Comme nous l’avons déjà dit, Manet connaissait très bien le bar ; il n’a fait que quelques croquis sur place, mais a ensuite réalisé le tableau dans son atelier, où il a littéralement mis en scène la composition, déplaçant et arrangeant les fleurs, les fruits, les bouteilles dans la bonne position et a utilisé comme modèle pour la serveuse une serveuse, Suzon, qu’il connaissait bien et qu’il avait invitée dans son atelier pour exécuter l’un de ses plus grands chefs-d’œuvre. Il lui dit de se placer derrière une table de marbre, et appelle son voisin artiste Gaston Latouche pour le rôle du gentilhomme réfléchi. Dans la foule des spectateurs, il a également représenté des portraits de personnes ayant réellement existé dans son présent: la dame élégamment vêtue de blanc avec des gants jaunes assise au premier rang serait Méry Laurent, demi-mondaine et muse de nombreux artistes parisiens (elle aurait inspiré à Émile Zola le personnage de Nanà) ; derrière elle, l’actrice Jeanne de Marsy ; les bottes vertes qui dépassent dans le coin supérieur gauche appartiennent probablement à la trapéziste américaine Katarina Jones, qui se produisit aux Folies-Bergère en 1881 et qui fut acclamée par le public.

Tous ces personnages se reflètent dans le miroir.
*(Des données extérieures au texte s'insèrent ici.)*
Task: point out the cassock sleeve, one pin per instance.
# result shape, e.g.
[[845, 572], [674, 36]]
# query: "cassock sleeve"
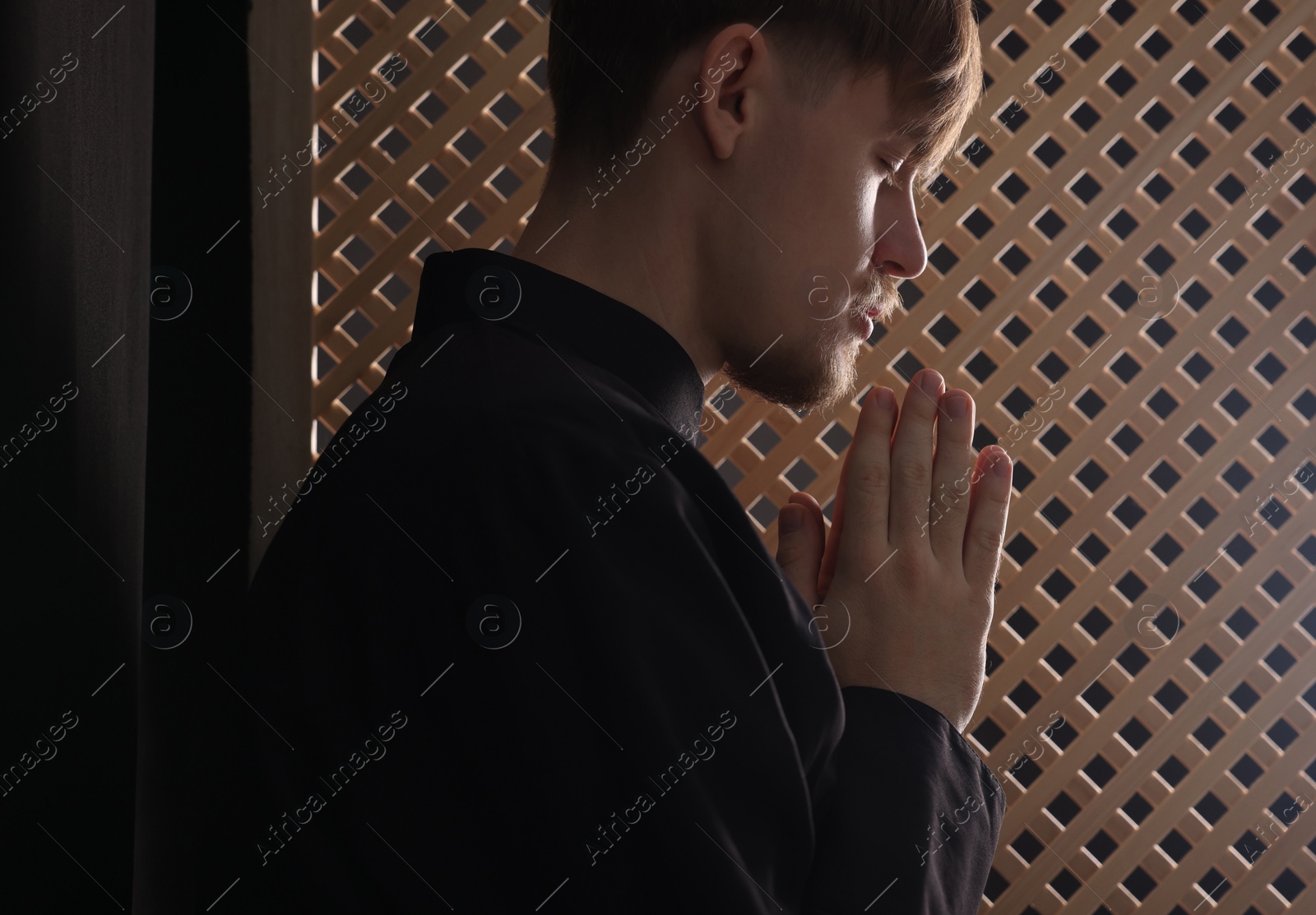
[[914, 816]]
Un miroir qui, comme l’écrit Charles Baudelaire dans son recueil d’essais Le Peintre de la vie moderne, publié en 1863, manifeste théorique de l’art et de la critique modernes, “est immense comme la foule ; c’est un kaléidoscope doué de conscience qui, à chaque mouvement, représente la multiplicité de la vie”.

Baudelaire a utilisé le terme “modernité” pour désigner la vie souvent éphémère de l’homme contemporain au sein de la métropole. La modernité, c’est “le transitoire, le fugitif, le contingent”, disait-il, et en effet on se rend compte qu’à l’exception de la jeune serveuse, tous les personnages visibles dans le tableau sont le résultat d’une vision reflétée dans un grand miroir, et que donc la réalité représentée n’est pas aussi stable qu’à première vue, mais est un jeu de miroirs et de reflets. Il s’agit d’un monde qui semble superficiellement reposer sur des bases solides, mais qui, lorsqu’on l’observe en profondeur, est plongé dans l’incertitude et l’ éphémère. Manet a transposé sur la toile un monde désorientant, construit sur l’apparence. C’est pourquoi Un bar aux Folies-Bergère est considéré comme l’un des tableaux les plus emblématiques de la vie moderne.